Hey all!
Happy Friday and, as always, my mind has a great deal of gratitude for this community to be able to share wins, successes, and Stories of PCBH.
A few years ago, Bridget and I were able to give a presentation on infusing a functional contextual approach to smoking cessation at our local hospital’s grand rounds. We did our usual, “behaviors don’t happen in vacuums… context is paramount… be curious with your patients and the behaviors, like smoking, and find the function of the behavior, etc.” My mind doesn’t remember anything truly unique about the presentation (i.e., materials or delivery). I do, though, remember my mind wondering before, during, and after (which, lol, is quite a common experience for me when presenting), “will anyone get what we are saying?”
Last night while at a social function for the hospital and going through introductions, a physician came up to Bridge and I and said, “hey, I know you two, I went to your smoking cessation grand rounds a few years ago.” The physician went on to share that immediately after the talk he was in clinic and had a patient who was trying to quit smoking. During the conversation he asked the patient, “when you started smoking, what was happening in your life, how were things going,” which, as he described, was his attempt at trying to figure out how the behavior of smoking made sense. The patient responded, “you know, honestly, I was probably walking around with a shirt saying, “please, don’t (assault) me.” Meaning, the patient was going through a number of life hardships at the time she began smoking. The physician went on to tell Bridget and me, “I have never looked at (the behavior of) smoking the same again.”
As Bridget and I were driving home, we reflected on how normal it was for us to give a presentation on smoking and contextualism, something we have probably done hundreds of times. How I remember my mind saying before and during the presentation, “are medical providers really going to ‘dig’ this idea of contextualism, are they going to even understand what we are talking about?” How fortunate we are to have careers, jobs, etc., where we get to have these moments that may ripple out exponentially. How PCBH allows us to impact health systems, as Jeff has always said, way beyond just seeing patients.

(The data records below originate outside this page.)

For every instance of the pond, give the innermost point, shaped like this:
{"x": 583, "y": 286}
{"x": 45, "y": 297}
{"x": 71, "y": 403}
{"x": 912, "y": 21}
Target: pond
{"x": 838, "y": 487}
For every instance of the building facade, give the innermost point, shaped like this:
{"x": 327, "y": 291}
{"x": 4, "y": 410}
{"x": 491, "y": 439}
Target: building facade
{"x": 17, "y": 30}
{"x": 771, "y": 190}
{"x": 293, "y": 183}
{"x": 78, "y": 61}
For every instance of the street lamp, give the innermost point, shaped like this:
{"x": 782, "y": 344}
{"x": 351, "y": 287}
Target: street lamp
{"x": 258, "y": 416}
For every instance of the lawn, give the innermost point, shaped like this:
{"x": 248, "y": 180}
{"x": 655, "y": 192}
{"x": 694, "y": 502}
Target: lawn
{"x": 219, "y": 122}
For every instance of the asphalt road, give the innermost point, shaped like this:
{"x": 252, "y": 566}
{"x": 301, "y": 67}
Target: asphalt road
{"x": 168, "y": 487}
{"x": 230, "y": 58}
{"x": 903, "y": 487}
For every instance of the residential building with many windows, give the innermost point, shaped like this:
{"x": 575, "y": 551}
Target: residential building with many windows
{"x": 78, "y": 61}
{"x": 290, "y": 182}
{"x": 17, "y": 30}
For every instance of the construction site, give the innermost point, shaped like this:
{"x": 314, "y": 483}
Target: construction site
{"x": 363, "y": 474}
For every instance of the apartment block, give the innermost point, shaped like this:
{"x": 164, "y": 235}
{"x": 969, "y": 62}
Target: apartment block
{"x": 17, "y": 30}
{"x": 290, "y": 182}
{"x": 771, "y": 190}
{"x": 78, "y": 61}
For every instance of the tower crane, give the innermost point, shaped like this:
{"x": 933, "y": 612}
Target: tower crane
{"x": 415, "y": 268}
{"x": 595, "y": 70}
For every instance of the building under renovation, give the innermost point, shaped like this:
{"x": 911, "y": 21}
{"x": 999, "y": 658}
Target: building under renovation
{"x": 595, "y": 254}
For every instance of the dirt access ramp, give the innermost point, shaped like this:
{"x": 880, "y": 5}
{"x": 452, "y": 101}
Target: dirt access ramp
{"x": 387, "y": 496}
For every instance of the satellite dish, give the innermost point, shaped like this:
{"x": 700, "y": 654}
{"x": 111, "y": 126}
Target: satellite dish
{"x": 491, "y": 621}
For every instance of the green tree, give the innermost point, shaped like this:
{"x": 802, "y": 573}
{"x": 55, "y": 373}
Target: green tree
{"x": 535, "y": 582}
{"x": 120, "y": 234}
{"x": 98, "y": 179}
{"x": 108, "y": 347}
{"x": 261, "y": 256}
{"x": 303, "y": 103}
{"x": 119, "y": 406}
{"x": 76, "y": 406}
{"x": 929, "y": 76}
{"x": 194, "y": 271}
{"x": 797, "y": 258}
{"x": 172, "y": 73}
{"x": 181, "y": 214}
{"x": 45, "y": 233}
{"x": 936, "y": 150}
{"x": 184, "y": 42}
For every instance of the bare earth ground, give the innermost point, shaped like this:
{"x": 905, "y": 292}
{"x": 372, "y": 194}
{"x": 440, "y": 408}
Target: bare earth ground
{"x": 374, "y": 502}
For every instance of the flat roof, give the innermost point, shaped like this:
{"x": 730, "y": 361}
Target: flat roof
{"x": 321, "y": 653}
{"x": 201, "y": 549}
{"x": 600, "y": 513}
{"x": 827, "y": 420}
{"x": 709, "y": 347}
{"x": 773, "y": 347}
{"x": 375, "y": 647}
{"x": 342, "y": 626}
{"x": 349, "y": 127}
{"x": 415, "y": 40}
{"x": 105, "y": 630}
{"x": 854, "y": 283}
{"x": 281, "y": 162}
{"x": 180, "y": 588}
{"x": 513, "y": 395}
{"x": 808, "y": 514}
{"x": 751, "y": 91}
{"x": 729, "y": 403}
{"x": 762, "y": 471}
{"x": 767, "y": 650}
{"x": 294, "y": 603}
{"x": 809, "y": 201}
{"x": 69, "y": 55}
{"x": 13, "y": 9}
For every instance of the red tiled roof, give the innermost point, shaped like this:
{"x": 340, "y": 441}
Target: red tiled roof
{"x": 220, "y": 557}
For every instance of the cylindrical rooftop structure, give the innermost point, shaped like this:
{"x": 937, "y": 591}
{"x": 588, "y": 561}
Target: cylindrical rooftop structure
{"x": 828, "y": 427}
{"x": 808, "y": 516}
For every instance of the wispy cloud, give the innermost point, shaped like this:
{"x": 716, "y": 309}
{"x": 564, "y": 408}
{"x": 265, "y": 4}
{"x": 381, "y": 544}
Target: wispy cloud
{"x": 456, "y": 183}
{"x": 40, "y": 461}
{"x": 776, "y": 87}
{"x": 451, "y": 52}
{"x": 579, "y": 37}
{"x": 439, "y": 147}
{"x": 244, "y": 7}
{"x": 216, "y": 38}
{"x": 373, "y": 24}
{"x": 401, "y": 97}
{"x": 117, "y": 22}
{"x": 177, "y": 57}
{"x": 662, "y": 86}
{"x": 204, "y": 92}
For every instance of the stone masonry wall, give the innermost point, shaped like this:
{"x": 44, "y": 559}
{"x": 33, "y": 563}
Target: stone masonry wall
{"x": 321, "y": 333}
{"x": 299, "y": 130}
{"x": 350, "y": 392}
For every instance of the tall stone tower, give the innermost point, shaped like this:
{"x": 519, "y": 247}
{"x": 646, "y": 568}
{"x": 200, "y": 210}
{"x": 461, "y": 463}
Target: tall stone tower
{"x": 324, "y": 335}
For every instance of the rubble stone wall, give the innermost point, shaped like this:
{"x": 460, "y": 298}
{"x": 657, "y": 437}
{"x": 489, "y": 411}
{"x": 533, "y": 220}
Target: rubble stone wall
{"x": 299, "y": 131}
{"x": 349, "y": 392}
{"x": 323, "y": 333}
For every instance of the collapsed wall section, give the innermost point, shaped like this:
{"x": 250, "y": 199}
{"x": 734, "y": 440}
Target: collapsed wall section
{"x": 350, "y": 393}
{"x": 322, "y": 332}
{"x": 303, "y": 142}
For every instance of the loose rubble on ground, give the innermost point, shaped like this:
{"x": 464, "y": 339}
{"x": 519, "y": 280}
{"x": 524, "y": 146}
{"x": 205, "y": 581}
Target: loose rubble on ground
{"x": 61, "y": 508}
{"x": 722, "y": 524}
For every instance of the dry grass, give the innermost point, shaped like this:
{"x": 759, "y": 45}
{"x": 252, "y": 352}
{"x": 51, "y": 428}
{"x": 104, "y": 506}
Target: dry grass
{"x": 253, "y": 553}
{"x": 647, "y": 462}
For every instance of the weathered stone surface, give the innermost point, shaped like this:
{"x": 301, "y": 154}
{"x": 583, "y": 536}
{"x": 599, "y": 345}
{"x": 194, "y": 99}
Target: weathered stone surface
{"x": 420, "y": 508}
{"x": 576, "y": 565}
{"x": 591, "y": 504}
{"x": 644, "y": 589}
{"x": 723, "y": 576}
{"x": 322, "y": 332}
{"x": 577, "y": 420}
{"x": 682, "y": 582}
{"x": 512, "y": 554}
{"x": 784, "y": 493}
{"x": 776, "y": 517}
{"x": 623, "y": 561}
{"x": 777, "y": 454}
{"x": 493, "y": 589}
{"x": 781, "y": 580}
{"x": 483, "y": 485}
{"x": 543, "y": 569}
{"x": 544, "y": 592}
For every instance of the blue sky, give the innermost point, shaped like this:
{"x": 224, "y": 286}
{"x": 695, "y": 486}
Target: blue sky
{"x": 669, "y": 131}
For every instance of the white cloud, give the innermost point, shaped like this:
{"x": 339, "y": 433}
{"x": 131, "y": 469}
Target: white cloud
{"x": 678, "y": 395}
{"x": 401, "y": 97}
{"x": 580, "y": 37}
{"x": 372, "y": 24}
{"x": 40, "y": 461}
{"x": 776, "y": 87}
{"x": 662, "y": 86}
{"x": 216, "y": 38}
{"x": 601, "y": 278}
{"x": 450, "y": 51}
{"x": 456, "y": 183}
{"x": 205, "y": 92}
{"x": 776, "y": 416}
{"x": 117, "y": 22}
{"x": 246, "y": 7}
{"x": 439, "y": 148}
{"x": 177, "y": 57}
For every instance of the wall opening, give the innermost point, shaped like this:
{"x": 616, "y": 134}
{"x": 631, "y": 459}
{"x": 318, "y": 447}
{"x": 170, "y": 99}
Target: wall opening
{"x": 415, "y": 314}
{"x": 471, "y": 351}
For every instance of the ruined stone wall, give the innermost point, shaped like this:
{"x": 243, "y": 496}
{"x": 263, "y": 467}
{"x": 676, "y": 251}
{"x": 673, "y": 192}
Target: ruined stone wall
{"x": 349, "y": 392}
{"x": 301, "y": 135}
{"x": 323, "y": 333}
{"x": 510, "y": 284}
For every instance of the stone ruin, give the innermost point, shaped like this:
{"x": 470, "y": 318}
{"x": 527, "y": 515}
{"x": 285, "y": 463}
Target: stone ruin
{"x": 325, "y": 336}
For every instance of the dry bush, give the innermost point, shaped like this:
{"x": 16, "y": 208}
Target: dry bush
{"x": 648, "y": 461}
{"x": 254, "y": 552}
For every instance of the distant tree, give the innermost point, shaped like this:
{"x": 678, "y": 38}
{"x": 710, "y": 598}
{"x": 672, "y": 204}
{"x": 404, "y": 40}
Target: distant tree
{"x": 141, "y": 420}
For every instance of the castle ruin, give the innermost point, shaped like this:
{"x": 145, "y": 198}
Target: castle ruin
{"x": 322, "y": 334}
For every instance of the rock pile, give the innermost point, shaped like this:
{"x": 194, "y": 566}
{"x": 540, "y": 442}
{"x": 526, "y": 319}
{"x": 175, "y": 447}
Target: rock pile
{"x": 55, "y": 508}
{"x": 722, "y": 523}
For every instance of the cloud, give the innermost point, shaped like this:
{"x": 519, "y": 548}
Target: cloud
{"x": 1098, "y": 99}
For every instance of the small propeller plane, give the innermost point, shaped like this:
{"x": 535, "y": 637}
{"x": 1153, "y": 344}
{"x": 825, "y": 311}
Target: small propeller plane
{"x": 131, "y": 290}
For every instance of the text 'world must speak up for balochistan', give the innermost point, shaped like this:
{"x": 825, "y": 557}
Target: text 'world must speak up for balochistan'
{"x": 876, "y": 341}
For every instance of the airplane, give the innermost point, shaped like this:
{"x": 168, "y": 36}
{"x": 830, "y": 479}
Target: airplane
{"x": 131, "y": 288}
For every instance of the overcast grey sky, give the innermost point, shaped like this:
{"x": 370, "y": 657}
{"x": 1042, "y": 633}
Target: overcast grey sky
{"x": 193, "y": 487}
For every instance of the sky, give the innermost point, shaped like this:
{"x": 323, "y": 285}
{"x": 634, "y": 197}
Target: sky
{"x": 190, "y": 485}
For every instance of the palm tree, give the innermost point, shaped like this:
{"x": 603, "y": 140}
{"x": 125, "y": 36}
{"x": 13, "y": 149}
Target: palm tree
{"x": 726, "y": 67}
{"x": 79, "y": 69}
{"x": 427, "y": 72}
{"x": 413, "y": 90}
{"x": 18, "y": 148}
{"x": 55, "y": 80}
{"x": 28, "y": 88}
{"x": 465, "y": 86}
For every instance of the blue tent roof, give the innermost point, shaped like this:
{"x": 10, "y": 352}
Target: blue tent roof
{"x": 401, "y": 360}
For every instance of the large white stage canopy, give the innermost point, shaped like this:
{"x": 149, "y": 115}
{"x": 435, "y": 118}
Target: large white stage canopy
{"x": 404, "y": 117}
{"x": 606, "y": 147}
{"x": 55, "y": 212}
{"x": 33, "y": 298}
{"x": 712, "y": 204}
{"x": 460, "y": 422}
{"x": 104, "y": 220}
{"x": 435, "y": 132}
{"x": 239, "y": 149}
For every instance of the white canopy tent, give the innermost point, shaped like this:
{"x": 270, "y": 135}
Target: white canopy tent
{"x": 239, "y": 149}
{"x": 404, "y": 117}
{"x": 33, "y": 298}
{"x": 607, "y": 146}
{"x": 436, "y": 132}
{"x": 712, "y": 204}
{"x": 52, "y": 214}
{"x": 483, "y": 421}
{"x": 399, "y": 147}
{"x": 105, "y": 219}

As said earlier, my mind has so much gratitude for this community, as well as for the conference last week. It was healing, it was inspiring, and it allowed more awareness to what we get to do every day. It reminded my mind that things that are so normal, like doing a presentation at grand rounds, or closing the feedback loop with a PCP after a handoff, or writing PCP recs in a patient note, can ripple out in incredible ways. My gratitude for you all and, without question and as Robert Rosenbaum so eloquently says, don’t underestimate what a moment can do.